Men And Women Have Different Sexual Regrets, Study Claims

This seems to be in line with what a lot of people post here. And now there is a study to confirm it?


----------



## Homemaker_Numero_Uno (Jan 18, 2011)

Darn it. I read the article to make sure I wouldn't get to be real old and have regrets. Nothing exciting. I thought the article would tell me I really needed to have a one night stand or something or I'd be kicking myself in the nursing home. No such luck.


----------



## Thundarr (Jul 4, 2012)

Yes there are outliers and I know that (for those who don't like generalizations).

It's the nature of the our mating evolution it's directly connected to gender and innate tendencies IMO. Awareness and education will not change this dramatically.

Women are generally more able to put her man's past in the past. It's almost like proof that he's a good catch because he was successful mating. His offspring will be successful in mating as well. Men on the other hand don't deal with a woman's past well. It seems almost universal that a man with less experience will have emotional issues if his girl has a past yet a woman with less experience doesn't care if her guy has a past. To me this is hardwired into us to a large degree.

It's easy for a man to say "here's my past, now tell me yours". There's no stigma attached to his honesty. It's more like bragging. Yet there is a stigma attached to the woman's past (and partly innate). No wonder women don't like to share everything when they're worried about being judged for it.


----------



## Homemaker_Numero_Uno (Jan 18, 2011)

I think it's a control and ego issue, men on the whole want to have more experience than the woman, and the woman for her part really doesn't want to have to teach a guy stuff, because then they are judged for knowing that stuff in the first place. In countries where there is more equality between genders, there is less stigma for a woman having a sexual history. 

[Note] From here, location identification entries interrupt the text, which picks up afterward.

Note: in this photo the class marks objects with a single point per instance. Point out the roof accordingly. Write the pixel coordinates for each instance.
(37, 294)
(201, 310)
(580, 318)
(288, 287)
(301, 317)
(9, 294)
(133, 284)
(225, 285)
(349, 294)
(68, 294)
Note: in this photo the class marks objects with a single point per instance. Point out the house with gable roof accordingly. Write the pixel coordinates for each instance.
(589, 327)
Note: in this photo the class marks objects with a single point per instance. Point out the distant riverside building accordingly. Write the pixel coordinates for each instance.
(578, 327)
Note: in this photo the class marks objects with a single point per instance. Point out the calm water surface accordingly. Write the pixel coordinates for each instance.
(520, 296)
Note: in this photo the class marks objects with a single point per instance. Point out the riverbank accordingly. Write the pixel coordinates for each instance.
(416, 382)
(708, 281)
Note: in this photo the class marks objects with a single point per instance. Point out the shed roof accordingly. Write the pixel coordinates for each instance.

Anyhow, the way to get around this is to stay mum on partner history and start from scratch. That is, don't sleep together until you've watched some of the better sexual education videos together, or consulted the kama sutra together, or discussed "sexual fantasies" vs. "sexual past" (even if your fantasy was based on experience, why bring that up? Nothing deflates the mood like bringing up that you did such and such with so and so even if so and so is un-named you will have COMPLETELY SPOILED such and such for your partner, FOREVER. Who does that??????)


----------



## Thundarr (Jul 4, 2012)

Homemaker_Numero_Uno said:


> I think it's a control and ego issue, men on the whole want to have more experience than the woman, and the woman for her part really doesn't want to have to teach a guy stuff, because then they are judged for knowing that stuff in the first place. In countries where there is more equality between genders, there is less stigma for a woman having a sexual history.

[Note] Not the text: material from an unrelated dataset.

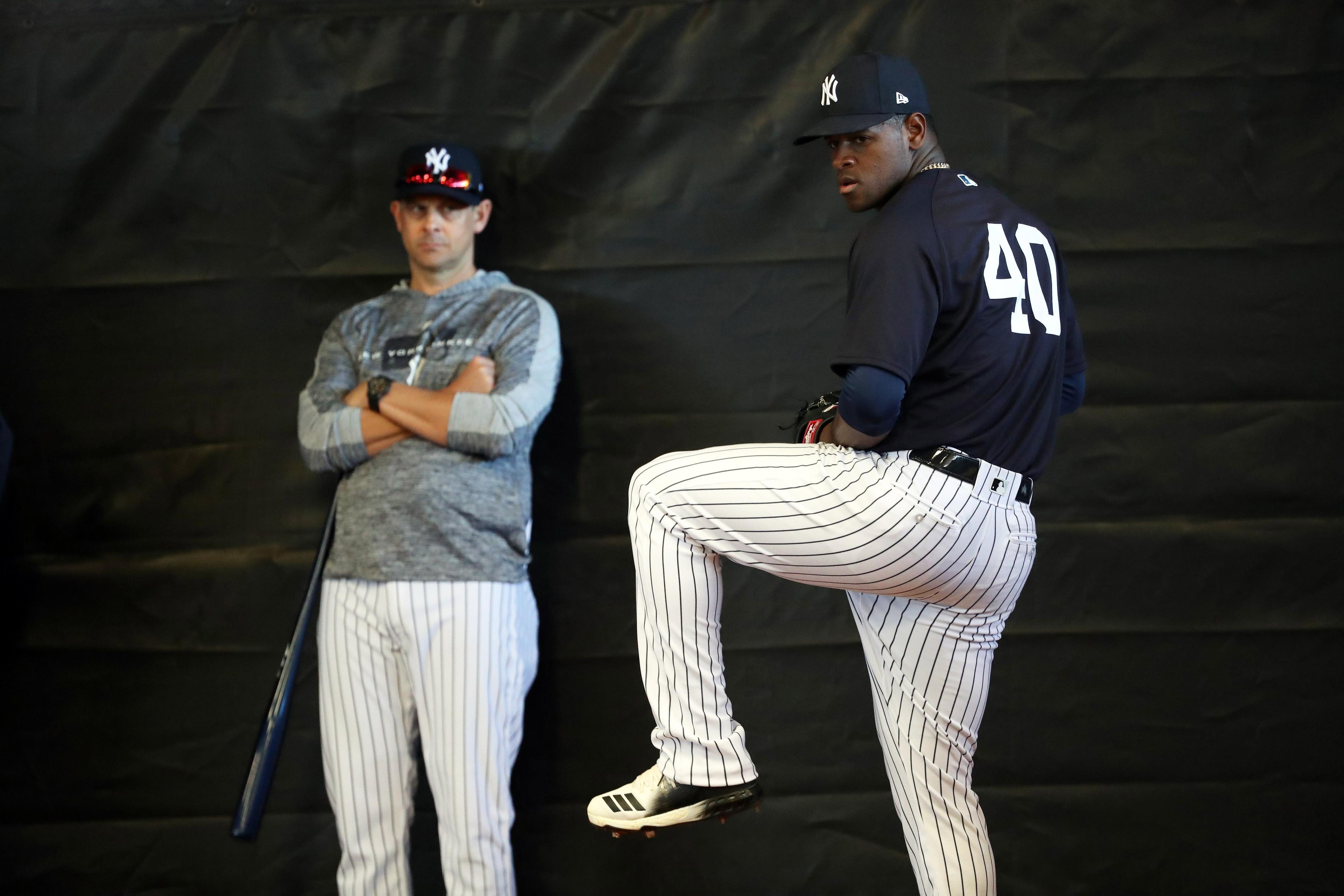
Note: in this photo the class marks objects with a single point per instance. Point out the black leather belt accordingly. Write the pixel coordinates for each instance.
(961, 467)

Yes, men want to have more experience than their women?
Yes, women don't want to have to teach their guy because they're judged for knowing how to teach?
Yes, countries closer to gender equality has less stigma? yes.

Control and ego? That's easy enough to label as bad but strip these tendencies away and see what you're left with. Often a guy you don't like.


----------



## Homemaker_Numero_Uno (Jan 18, 2011)

Thundarr said:


> Control and ego? That's easy enough to label as bad but strip these tendencies away and see what you're left with. Often a guy you don't like.


To each their own! I find the control/ego thing to be a disgusting and revolting turnoff. Makes me nauseous, not wet.


----------



## Thundarr (Jul 4, 2012)

Homemaker_Numero_Uno said:


> To each their own! I find the control/ego thing to be a disgusting and revolting turnoff. Makes me nauseous, not wet.


I was speaking in terms of driving forces that make many these ways. We're talking about different things though.

Yes an egotistical jerk is impossible to deal with but a person with self confidence is attractive. That's a mistake a lot of young women make in choosing bad boys. They confuse jerk for confidence. The difference eventually becomes obvious to them.

Yes a control freak is impossible to deal with as well yet someone who's got their stuff together is attractive. Many young men and women as well confuse a control freak for someone who just wants to take care of. This difference also eventually becomes obvious to them.


----------